Our people made the news, yet again, this week. I hope you caught it, though I imagine you might not have immediately connecting the story with Epworth UMC or our legacy.
Timothy Mescon, PhD, President of Columbus State University, wrote a special piece in the Ledger-Enquirer last Thursday. It told about a new initiative rolling out this month in Columbus, and highlighted both the story and the players involved. Read a section of it:
The Circles in Columbus initiative is part of a national movement to end poverty. The National Circles® Campaign is a high-impact community strategy to end poverty one family at a time through intentional relationships built across economic class lines. Columbus is the second site in Georgia to participate in this national movement. Rather than targeting specific needs of low-income people in our community such as housing or job training, Circles in Columbus seeks to expand social capital by fostering and providing a structure for relationships across economic class lines. Circles in Columbus is designed to assist families in creating their own personal paths out of poverty while at the same time expanding opportunities and connections and eliminating barriers in our community that make it difficult for families to thrive.
Circles in Columbus aims to move 10 percent of the current population living in poverty into economic self-sufficiency in 10 years, thus reaching a tipping point toward eradicating poverty in our community.
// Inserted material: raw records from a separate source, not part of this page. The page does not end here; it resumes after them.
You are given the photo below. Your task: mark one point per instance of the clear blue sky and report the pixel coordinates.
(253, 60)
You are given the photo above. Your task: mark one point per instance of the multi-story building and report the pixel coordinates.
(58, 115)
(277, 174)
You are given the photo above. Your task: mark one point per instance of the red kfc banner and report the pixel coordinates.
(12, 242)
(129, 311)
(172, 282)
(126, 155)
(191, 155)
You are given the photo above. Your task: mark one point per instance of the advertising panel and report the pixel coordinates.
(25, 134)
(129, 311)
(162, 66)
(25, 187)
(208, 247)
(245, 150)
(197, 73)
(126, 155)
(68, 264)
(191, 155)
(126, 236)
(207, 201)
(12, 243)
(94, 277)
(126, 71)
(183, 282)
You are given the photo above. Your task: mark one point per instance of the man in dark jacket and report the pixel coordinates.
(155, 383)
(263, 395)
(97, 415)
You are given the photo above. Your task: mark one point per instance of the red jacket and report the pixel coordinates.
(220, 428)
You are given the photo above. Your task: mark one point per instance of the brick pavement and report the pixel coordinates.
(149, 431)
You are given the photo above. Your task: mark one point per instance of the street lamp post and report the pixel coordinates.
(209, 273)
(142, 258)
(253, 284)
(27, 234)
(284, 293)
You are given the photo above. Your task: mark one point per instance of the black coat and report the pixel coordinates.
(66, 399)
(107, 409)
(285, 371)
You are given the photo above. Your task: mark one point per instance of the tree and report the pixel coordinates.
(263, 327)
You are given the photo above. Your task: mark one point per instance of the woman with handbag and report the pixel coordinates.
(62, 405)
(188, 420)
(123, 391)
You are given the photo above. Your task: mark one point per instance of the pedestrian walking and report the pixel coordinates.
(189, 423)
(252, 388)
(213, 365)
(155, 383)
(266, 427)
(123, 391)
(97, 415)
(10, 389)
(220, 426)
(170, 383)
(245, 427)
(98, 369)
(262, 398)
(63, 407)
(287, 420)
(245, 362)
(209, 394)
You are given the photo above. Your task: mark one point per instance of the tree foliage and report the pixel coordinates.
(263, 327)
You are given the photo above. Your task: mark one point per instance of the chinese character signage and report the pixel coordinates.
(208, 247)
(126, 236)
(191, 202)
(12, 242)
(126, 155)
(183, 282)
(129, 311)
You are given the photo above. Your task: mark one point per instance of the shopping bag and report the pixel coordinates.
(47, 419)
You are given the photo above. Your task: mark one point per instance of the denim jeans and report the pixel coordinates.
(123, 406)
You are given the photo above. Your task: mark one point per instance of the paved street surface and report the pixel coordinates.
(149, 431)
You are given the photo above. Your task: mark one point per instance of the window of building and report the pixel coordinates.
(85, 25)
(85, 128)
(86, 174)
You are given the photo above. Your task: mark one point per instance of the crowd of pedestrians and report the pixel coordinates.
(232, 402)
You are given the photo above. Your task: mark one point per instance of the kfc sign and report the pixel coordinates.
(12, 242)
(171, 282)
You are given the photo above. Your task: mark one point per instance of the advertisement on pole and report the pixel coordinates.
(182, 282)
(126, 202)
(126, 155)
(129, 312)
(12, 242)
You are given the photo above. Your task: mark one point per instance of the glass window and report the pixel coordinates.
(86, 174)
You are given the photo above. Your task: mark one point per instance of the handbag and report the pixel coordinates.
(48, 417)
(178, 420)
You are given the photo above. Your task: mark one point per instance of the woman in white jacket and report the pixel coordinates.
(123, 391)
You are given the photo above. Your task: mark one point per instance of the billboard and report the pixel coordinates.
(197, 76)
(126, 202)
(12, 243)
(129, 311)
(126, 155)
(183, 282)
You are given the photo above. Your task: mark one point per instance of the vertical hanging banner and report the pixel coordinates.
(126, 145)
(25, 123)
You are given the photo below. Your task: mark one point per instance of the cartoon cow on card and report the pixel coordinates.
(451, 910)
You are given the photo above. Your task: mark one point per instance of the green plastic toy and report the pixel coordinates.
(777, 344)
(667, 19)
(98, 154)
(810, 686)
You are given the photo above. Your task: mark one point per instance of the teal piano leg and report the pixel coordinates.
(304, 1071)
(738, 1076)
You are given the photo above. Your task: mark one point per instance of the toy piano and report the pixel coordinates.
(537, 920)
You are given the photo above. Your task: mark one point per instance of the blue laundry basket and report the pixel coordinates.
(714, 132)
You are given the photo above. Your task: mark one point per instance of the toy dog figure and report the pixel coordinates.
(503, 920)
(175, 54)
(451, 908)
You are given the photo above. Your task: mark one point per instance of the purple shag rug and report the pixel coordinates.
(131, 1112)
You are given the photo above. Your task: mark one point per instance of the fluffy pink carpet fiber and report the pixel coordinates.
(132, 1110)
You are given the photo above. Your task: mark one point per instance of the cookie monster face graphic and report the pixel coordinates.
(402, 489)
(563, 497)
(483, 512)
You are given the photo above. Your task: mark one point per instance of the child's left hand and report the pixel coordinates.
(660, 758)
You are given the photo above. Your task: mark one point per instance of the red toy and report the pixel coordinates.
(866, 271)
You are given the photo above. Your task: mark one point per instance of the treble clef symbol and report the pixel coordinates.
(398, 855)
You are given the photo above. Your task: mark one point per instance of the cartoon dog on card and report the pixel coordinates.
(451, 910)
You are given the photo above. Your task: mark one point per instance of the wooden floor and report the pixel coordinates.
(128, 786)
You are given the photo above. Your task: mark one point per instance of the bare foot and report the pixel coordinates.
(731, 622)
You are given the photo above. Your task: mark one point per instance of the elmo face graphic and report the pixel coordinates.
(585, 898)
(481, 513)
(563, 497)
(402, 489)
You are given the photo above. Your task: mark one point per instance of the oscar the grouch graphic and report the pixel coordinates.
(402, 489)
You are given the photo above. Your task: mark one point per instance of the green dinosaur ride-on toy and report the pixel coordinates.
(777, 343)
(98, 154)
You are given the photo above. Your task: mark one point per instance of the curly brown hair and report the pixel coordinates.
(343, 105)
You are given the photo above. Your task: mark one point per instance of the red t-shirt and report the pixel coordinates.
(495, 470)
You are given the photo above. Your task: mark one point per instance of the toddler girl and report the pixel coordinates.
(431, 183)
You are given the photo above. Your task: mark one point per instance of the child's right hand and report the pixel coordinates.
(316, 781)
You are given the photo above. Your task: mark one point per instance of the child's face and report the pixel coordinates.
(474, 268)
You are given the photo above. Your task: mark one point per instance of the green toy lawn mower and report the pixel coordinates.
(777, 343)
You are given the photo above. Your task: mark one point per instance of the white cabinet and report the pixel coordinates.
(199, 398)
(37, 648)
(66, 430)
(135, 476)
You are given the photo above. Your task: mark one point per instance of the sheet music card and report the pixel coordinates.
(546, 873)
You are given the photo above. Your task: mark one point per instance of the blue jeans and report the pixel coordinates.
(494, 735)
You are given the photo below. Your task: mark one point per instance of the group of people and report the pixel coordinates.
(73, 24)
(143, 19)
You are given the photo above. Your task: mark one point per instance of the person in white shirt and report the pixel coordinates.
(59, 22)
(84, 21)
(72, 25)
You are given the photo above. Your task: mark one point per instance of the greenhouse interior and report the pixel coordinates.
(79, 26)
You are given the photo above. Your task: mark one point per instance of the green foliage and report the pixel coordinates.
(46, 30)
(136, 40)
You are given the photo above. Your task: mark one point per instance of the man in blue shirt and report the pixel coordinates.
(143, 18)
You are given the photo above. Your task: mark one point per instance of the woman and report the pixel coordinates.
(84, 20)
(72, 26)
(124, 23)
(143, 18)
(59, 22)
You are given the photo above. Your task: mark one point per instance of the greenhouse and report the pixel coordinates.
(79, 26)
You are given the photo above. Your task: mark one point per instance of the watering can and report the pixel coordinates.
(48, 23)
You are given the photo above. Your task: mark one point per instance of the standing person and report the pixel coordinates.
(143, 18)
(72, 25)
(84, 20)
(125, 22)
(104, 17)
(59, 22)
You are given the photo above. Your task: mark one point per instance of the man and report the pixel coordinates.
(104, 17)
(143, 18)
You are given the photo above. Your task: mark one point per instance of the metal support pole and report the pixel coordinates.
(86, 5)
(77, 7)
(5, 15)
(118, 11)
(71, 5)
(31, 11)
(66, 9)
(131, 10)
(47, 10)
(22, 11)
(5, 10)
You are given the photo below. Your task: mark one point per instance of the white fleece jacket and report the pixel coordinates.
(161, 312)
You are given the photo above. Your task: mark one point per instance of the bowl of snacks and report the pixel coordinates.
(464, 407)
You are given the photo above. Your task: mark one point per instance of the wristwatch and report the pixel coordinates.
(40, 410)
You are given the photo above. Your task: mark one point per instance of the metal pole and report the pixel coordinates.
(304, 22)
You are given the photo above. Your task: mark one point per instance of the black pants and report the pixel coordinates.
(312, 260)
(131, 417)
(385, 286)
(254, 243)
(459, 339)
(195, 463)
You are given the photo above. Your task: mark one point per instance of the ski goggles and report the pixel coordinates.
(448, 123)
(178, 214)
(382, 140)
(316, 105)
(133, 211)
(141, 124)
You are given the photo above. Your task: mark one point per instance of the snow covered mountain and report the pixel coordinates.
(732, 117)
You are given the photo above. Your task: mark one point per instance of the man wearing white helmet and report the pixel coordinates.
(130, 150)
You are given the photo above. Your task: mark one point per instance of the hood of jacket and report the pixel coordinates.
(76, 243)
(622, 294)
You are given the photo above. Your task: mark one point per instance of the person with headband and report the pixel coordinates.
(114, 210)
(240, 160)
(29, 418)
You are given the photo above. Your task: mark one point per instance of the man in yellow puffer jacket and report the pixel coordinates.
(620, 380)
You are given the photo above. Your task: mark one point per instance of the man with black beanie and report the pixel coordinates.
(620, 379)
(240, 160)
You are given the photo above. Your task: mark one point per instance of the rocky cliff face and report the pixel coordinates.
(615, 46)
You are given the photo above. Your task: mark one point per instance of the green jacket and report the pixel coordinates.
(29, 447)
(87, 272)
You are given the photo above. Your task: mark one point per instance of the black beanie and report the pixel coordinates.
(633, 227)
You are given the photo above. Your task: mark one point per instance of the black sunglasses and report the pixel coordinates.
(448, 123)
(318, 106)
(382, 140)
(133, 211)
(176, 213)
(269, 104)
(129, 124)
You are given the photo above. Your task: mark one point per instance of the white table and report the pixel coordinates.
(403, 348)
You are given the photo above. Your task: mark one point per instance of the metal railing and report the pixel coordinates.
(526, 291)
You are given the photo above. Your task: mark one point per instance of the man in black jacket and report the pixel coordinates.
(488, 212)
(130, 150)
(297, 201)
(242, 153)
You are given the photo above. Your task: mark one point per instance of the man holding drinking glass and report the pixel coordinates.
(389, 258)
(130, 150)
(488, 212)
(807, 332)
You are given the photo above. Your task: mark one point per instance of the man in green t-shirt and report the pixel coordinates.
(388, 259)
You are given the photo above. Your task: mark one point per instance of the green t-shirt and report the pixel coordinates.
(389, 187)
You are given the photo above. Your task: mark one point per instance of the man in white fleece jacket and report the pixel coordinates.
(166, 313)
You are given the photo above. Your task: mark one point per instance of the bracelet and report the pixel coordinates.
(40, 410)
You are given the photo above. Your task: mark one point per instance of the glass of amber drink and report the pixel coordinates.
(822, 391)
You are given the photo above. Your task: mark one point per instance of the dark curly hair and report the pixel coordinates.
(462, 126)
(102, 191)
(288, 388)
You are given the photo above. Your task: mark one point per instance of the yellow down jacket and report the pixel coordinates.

The National Circles model must be implemented on a small scale in a community first and then naturally grow and expand to include a variety of community partners who facilitate Circle Leader Training and feed into Circles in Columbus.
Open Door Community House, a vital United Way partner in Columbus and the Valley, has taken the leadership role in launching the Circles Program. Meg Olive is the gifted coordinator overseeing this essential effort. Read more here.
Did you catch it? Did you catch the Epworth connection? Open Door has agreed, with overwhelming support from its Board of Directors, to take the lead in what could be one of the most important new offerings to the Chattahoochee Valley in our generation. Imagine enough people out of poverty, by their own efforts and relationships that help advise and steer them, that their influence changes the entire community. This is the vision Open Door bought into.
It is also the vision that a little Methodist church bought into about 80 years ago, when it started the ministry that would become Open Door. We owe a huge debt of gratitude to those visionary sisters and brothers. While none of them are still with us today, we do have in our midst folks from Hamp Stevens that brought with them that vision of investing time and resources into the lives of others to make a difference. This is the kind of mission Jesus sent us out into the world to carry out. Every Sunday these who carry the Hamp Stevens UMC DNA into our worship and our classrooms, we are made better. It might not make headlines in the paper, but it is a story I think is worth telling.